In this sweeping study, one of the world's leading thinkers about the urban environment traces the anguished relation between how cities are built and how people live in them, from ancient Athens to twenty-first-century Shanghai. Richard Sennett shows how Paris, Barcelona and New York City assumed their modern forms; rethinks the reputations of Jane Jacobs, Lewis Mumford and others; and takes us on a tour of emblematic contemporary locations, from the backstreets of MedellYn, Colombia, to the Google headquarters in Manhattan.

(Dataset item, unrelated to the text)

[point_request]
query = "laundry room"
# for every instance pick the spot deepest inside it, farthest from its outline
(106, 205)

Through it all, he shows how the 'closed city' - segregated, regimented, and controlled - has spread from the global North to the exploding urban agglomerations of the global South. As an alternative, he argues for the 'open city,' where citizens actively hash out their differences and planners experiment with urban forms that make it easier for residents to cope. Rich with arguments that speak directly to our moment - a time when more humans live in urban spaces than ever before - Building and Dwelling draws on Sennett's deep learning and intimate engagement with city life to form a bold and original vision for the future of cities.
About the Author
Richard Sennett's previous books include The Fall of Public Man, Flesh and Stone and Respect, as well as the two previous volumes in his Homo Faber trilogy, The Craftsman and Together. He was founder director of the New York Institute for the Humanities and now teaches urban studies at the London School of Economics and at Harvard University, and researches labor relations in Columbia University's Center for Capitalism and Society. He has won the Amalfi and Ebert prizes for sociology and in 2006 was awarded the Hegel Prize by the City of Stuttgart.